Le scout s’incarnant habituellement en petit colon d’espaces naturels sera confronté à un espace urbain dénaturé. Les perceuses-visseuses électriques remplaceront son fidèle Opinel et différents objets lumineux lui tiendront lieu de feu de camp. Chaque scout sera l’artisan de son propre costume, à partir d’objets apportés dans son sac à dos et glanés le plus souvent dans le garage et les placards de ses parents (vêtements de sport, de soudure, bijoux, déguisements, etc.).
Ils auront évidemment à leur disposition les nécessaires textiles et fanions brodés aux couleurs des scouts d’Europe.
Ces jeunes s’appellent Richard, Philip, David, Sara et… on ne connaît pas le prénom du scout de couleur qui joue Pharaon.

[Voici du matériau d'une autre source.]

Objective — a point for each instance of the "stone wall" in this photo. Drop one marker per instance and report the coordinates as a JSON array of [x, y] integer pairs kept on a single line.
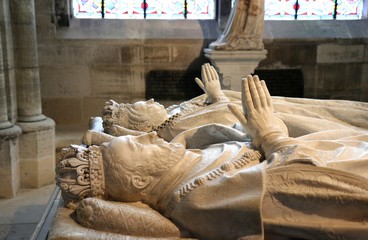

Richard joue Richard Coeur de Lion, président Républicain ; Philip joue Philip K. Dick, un robot androïde ; David joue David Xiaoping, l’inventeur des robots humanoïdes ; Sara joue la reine des robots gynoïdes ; Pharaon joue Pharaon.
La langue étant particulièrement musicale, la direction d’acteur sera très précise, rythmée, proche d’un travail de chanteur.
La première partie s’adressant au Ciel, elle sera traitée comme une chanson de gestes futuriste, chantée pour un Dieu éternellement absent par des frères chevaliers incertains et violents.
Elle sera comme un cri à la ville, au désert, aux cieux, à la lumière. Un hurlement qui parle du futur à travers la gorge de prophètes insomniaques.
Les différents chants polyphoniques de la pièce participeront à la musicalité globale de ce travail. Les actrices travailleront à combiner une précision quasi-chirurgicale dans la langue parlée et ses inflexions avec une démesure ludique s’approchant au plus prés d’une sensation d’improvisation lorsque la machine à jouer fonctionne à plein régime.